Впрочем, и по сей день наше отношение к географическим реалиям, если отталкиваться от практических целей, формируется предвзятыми взглядами из прошлого. Иными словами, человеческое общество по-прежнему воспринимает факты географии не сами по себе, но в немалой степени так, как люди привыкли их воспринимать в ходе истории. Требуется сознательное усилие, чтобы взглянуть на эти факты в беспристрастной, полной и, следовательно, отстраненной перспективе двадцатого столетия. Недавняя война многому нас научила, но до сих пор множество наших сограждан восхищаются ярким западным фасадом и отворачиваются от мутного, по их мнению, фасада восточного. Поэтому, чтобы оценить свое местоположение, желательно кратко проанализировать стадии нашего развития. Давайте начнем с последовательных этапов мировоззрения моряка.

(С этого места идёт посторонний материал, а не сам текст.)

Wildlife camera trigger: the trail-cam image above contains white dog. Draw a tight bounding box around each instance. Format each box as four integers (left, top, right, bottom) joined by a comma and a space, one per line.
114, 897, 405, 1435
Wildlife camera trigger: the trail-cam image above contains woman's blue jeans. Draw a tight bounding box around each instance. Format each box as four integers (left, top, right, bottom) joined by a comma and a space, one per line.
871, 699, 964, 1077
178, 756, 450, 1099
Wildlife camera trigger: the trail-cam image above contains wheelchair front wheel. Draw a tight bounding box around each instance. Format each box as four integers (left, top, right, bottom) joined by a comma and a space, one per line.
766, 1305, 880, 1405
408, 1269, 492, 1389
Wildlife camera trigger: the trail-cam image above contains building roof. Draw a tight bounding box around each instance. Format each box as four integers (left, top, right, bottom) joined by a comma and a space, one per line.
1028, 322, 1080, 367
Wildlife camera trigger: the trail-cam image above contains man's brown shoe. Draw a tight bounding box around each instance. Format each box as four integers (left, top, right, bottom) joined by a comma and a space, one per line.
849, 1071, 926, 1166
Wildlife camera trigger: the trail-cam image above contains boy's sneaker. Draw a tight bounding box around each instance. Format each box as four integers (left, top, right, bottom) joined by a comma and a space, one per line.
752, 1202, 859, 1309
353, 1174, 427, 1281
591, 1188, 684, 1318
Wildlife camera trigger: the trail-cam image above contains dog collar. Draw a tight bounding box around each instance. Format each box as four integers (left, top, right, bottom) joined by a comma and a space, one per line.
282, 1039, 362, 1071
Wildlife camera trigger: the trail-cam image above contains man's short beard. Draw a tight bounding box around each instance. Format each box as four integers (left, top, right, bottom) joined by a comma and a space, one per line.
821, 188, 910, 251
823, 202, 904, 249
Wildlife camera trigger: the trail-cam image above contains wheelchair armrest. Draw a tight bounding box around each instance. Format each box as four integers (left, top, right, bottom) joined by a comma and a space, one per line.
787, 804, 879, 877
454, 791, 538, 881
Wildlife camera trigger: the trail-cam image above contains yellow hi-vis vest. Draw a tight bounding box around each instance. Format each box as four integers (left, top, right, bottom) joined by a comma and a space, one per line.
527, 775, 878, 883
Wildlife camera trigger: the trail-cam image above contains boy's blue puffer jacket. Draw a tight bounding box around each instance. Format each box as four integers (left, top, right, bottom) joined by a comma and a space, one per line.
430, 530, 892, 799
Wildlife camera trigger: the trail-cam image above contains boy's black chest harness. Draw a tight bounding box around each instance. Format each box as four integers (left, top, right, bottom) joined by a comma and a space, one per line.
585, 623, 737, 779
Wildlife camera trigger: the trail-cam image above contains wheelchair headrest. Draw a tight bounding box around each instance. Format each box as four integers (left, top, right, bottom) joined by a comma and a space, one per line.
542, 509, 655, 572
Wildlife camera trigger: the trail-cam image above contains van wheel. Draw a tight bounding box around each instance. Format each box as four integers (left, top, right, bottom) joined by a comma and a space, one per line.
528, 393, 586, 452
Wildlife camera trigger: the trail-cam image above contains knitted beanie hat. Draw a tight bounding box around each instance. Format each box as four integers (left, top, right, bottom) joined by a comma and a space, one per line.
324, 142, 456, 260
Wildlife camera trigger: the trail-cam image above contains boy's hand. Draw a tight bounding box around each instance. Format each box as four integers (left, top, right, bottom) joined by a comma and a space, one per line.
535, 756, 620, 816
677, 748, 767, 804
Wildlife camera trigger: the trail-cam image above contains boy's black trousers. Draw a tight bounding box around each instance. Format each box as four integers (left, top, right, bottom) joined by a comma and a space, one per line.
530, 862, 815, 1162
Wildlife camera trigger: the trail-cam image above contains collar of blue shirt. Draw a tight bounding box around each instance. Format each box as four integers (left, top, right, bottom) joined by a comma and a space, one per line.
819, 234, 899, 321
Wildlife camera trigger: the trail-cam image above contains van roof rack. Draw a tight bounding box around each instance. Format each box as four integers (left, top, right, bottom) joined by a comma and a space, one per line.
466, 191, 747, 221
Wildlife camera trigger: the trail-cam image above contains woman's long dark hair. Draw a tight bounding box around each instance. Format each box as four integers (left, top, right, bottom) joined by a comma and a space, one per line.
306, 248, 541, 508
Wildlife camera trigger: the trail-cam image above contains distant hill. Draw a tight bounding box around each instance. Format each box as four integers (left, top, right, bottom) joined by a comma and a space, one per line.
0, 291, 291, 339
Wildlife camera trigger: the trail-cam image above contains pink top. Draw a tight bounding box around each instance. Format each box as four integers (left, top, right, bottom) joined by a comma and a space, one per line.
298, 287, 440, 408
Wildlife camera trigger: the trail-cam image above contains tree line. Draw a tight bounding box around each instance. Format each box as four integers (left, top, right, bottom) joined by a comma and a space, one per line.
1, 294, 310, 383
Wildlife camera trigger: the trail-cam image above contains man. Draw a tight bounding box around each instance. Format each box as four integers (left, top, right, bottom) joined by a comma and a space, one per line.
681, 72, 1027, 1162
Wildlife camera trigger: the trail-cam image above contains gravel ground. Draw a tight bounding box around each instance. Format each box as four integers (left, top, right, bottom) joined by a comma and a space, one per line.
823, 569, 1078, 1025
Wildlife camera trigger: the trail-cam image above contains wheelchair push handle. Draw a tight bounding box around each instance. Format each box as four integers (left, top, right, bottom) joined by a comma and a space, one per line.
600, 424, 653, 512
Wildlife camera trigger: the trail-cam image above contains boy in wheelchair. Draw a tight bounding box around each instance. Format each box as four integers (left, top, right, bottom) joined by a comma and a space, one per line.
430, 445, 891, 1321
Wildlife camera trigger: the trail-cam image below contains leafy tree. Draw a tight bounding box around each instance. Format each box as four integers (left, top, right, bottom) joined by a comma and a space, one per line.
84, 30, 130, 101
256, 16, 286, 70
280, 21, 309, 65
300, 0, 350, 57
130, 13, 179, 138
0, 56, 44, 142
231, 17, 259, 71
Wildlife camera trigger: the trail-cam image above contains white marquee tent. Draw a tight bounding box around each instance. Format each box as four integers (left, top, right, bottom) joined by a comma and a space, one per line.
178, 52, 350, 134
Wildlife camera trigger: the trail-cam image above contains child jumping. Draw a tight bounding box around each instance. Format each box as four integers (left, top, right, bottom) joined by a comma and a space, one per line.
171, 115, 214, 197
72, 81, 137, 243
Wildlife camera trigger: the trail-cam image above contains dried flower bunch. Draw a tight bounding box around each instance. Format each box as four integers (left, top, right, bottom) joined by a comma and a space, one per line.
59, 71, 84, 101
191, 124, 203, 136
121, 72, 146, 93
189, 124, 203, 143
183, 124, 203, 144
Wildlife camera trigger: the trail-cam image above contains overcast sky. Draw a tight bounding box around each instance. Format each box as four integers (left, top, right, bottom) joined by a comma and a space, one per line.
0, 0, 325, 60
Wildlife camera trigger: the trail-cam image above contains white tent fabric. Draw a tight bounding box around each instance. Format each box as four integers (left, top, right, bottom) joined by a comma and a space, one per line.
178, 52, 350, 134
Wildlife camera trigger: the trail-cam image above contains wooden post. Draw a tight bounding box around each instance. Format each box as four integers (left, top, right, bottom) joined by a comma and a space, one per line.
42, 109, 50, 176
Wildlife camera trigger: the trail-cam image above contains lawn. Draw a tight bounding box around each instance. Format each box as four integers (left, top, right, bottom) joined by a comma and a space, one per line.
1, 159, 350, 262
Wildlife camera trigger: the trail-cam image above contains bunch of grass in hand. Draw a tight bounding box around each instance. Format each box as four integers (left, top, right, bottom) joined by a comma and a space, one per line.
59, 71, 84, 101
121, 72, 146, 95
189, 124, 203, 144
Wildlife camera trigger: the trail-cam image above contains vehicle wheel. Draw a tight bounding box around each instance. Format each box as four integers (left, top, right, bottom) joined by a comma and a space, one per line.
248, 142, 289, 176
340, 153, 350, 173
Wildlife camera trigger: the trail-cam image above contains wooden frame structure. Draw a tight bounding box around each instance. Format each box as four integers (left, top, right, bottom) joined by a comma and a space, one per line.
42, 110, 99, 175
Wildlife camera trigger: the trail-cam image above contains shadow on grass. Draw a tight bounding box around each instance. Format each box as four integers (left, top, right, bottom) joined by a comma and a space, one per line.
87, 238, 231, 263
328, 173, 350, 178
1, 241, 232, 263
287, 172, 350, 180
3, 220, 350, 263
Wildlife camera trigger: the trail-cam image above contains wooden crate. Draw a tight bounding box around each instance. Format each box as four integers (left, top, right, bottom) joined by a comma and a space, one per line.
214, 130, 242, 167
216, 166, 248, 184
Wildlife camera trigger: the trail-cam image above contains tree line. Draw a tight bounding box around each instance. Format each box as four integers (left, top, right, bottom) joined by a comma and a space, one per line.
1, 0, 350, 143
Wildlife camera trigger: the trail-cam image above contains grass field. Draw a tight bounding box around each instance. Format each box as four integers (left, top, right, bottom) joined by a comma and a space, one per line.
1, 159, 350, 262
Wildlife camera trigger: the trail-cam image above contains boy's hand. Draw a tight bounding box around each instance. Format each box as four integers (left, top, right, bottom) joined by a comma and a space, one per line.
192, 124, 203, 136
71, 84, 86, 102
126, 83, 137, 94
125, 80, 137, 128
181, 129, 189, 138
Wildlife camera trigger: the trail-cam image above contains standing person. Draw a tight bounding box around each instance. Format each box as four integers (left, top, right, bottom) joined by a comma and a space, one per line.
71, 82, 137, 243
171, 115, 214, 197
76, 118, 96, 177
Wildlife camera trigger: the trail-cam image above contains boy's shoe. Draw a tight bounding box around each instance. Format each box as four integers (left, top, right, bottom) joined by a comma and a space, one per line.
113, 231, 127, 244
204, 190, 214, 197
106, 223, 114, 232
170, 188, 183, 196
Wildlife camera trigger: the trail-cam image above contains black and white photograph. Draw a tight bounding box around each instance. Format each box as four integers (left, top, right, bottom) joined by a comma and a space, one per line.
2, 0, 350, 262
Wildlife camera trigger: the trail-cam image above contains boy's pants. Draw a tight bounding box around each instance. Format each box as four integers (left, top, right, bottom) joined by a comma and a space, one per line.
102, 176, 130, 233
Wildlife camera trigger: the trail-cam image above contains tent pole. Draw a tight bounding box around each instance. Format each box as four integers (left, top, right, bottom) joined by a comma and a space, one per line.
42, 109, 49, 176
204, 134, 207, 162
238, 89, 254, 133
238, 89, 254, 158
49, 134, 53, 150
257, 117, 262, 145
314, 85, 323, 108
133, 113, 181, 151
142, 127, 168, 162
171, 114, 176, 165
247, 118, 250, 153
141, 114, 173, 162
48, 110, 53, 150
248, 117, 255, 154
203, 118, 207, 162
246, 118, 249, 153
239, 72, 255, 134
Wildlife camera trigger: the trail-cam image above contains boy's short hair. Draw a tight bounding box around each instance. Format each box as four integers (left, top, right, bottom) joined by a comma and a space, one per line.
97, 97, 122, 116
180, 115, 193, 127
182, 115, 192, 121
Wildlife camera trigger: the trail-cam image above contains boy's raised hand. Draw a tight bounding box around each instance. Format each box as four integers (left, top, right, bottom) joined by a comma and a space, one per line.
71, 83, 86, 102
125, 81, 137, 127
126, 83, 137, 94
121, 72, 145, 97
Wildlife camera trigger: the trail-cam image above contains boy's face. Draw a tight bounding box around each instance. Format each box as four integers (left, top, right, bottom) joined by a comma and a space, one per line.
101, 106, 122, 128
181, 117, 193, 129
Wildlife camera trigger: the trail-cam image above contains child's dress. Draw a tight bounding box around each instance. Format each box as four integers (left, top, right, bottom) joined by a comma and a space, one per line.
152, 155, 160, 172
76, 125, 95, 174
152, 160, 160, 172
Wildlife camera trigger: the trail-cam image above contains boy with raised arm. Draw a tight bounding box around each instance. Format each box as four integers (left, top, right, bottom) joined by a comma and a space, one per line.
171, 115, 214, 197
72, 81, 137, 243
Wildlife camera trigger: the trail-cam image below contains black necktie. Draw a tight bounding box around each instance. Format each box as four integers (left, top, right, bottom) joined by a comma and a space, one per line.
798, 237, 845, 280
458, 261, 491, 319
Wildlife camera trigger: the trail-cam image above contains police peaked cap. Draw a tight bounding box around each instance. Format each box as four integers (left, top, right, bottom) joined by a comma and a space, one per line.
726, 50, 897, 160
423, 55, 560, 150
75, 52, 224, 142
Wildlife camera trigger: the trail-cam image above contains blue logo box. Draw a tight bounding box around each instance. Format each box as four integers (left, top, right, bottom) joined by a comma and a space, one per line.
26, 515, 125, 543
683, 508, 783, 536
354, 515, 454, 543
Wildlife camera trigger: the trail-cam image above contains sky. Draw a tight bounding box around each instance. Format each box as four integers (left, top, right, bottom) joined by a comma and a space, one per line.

Вообразите огромную рыжую пустыню, приподнятую на несколько сотен футов над уровнем моря. Вообразите долину с обрывистыми скалистыми склонами, прорезающую это пустынное плато, и дно долины, полоску плодородной черной почвы, по которой на север на протяжении пятисот миль течет, серебрясь, судоходная река. Это Нил, текущий оттуда, где гранитные утесы Асуана делают невозможным судоходство у Первого порога, и постепенно разливающийся в обширную дельту. От одного края пустыни до другого через долину всего десять миль. Встаньте на обрыве так, чтобы пустыня была позади; каменистый склон под ногами ведет к равнине; если сейчас не летний паводок, если внизу не зеленеет по зиме или не золотится по весне растительность, вашему взору откроется лишь дальняя каменная стена, за которой снова лежит пустыня. Трещины в этих каменных стенах еще в незапамятные времена были расширены, в них создавались пещерные храмы и гробницы, на скалах вытесывались грозные лики царей и богов. Египет, издавна обитавший в этом плодородном поясе, обрел цивилизованность уже в древности, поскольку здесь имелись все значимые физические преимущества для прибыльного труда. С одной стороны, тут богатая почва, обилие влаги и избыток солнечного света, так что плодородие земли поддерживало рост и достаток местного населения. С другой стороны, в наличии удобный водный путь – полдюжины миль или даже меньше от каждого поля. Кроме того, река способствовала развитию судоходства: речное течение влекло лодки на север, а этезийские ветры[111], известные в океане как «торговые ветра», или пассаты, помогали возвращаться на юг. Плодородие и налаженные коммуникации, то есть живая сила и средства для ее организации, положили начало Древнему царству.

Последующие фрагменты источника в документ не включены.